The Walking With Dinosaurs exhibit has really made a name for itself in Harrison County since opening to the public, free of charge. The fun continued Sunday afternoon, as hundreds of spectators got to see a paleontologist in action.
When Zachary Heck was a child, he decided he wanted to be a paleontologist when he grew up. Since then, the West Virginia University geology student has never looked back.
"Numerous people have told me, 'Oh, you're going to change,' but even as a senior student in college, I have stayed the same. I just love it. I can still be a big kid. Even at the age of 40+, I can still be a kid," said Heck.
That passion for dinosaurs is what inspired Heck to serve as a mentor to hundreds of children on Sunday, as part of the "Meet a Paleontologist" event at the Harrison County Recreation Complex.
"I've just always loved teaching kids, showing kids what I've learned," said Heck.

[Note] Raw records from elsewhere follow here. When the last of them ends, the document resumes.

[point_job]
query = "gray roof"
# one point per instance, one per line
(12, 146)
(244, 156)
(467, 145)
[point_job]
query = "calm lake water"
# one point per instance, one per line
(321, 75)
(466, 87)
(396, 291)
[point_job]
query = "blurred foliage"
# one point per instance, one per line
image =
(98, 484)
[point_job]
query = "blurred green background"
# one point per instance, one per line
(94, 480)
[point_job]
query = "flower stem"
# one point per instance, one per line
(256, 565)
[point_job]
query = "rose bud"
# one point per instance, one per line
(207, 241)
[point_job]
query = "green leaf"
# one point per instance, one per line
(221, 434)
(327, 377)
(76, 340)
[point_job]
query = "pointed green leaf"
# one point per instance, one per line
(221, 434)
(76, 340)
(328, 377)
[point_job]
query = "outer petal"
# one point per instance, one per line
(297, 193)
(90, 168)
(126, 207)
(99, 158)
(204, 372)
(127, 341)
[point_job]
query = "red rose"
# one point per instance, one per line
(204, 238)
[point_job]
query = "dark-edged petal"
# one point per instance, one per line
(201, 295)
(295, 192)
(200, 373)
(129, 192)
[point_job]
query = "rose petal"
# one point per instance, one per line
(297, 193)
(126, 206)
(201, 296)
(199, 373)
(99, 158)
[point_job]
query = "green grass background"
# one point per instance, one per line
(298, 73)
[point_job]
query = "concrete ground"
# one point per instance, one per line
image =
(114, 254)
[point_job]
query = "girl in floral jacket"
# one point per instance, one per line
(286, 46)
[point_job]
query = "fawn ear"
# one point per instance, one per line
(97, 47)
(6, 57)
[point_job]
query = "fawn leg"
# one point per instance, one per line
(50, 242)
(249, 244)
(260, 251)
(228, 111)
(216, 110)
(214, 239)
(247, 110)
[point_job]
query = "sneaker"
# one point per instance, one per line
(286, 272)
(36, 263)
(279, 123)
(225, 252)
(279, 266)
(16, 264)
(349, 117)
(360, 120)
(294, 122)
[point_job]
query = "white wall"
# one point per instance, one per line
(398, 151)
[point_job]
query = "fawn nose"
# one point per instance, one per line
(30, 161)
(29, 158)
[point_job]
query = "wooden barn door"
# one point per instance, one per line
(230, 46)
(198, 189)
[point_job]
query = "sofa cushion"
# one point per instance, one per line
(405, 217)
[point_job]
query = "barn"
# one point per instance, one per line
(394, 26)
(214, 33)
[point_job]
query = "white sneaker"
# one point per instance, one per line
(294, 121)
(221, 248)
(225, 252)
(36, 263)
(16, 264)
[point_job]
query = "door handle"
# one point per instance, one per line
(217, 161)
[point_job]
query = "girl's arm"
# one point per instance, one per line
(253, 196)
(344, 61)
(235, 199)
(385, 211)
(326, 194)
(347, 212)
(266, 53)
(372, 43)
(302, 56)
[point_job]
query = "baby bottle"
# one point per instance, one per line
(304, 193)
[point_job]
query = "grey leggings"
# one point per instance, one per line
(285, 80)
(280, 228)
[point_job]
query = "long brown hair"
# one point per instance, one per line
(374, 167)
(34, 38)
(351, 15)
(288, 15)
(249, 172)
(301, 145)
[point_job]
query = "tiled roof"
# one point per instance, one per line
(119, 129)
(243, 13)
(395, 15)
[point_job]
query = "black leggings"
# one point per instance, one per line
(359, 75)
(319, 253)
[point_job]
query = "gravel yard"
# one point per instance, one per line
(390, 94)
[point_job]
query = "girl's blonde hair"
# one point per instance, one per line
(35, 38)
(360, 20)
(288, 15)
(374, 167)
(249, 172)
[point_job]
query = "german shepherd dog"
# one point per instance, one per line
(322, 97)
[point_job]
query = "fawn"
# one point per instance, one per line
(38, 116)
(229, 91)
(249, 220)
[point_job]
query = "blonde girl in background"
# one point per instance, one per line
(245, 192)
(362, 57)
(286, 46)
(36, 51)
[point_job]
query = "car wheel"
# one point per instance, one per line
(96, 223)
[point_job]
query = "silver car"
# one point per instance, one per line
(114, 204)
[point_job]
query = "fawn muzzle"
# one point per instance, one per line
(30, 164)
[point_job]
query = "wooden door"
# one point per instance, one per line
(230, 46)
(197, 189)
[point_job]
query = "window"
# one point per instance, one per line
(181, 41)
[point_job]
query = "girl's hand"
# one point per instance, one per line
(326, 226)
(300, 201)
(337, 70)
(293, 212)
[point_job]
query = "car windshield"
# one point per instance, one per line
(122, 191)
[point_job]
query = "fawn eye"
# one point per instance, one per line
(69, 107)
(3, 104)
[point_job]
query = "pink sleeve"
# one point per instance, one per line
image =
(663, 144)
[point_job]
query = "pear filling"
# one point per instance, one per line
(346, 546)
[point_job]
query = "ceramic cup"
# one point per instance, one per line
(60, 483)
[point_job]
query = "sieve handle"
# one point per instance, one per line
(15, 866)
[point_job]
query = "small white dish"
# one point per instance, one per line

Heck joined his mentor, paleontologist Ray Garton, to demonstrate how the matrix, or rock, is removed from a fossil.
"They were shaving off the rock of a shoulder blade. I thought that was pretty cool to see bones," said 11-year-old Dakota Cottrill.
"...Pocahontas County, most counties in the state we've found things. Not dinosaurs, but we've found ancestors of dinosaurs," said Garton.
For Harrison County Parks & Recreation, Sunday's turnout was a milestone for the "Walking With Dinosaurs" exhibit, which made its debut last month.
"We got some big numbers: 680 people have been in visiting us today to see the exhibit and meet Ray, the paleontologist, and that topped 4,000 for the event so far," said Mike Book of Harrison County Parks & Recreation.
"We've had people come in and say, they've never been to Pittsburgh, they've never been to a major museum, they've always wanted to see a dinosaur skeleton, for example...so it's just the education. We've met so many wonderful people here today, little girls who want to be paleontologists," said Garton.
Those adoring fans are what makes the preparation and hard work all worth it in the end.
"Probably the best is their smiles...seeing their smiles whenever they come up," said Heck.
"Walking With Dinosaurs" will wrap up March 30, but organizers said they've already selected next year's exhibit theme: The Ice Age.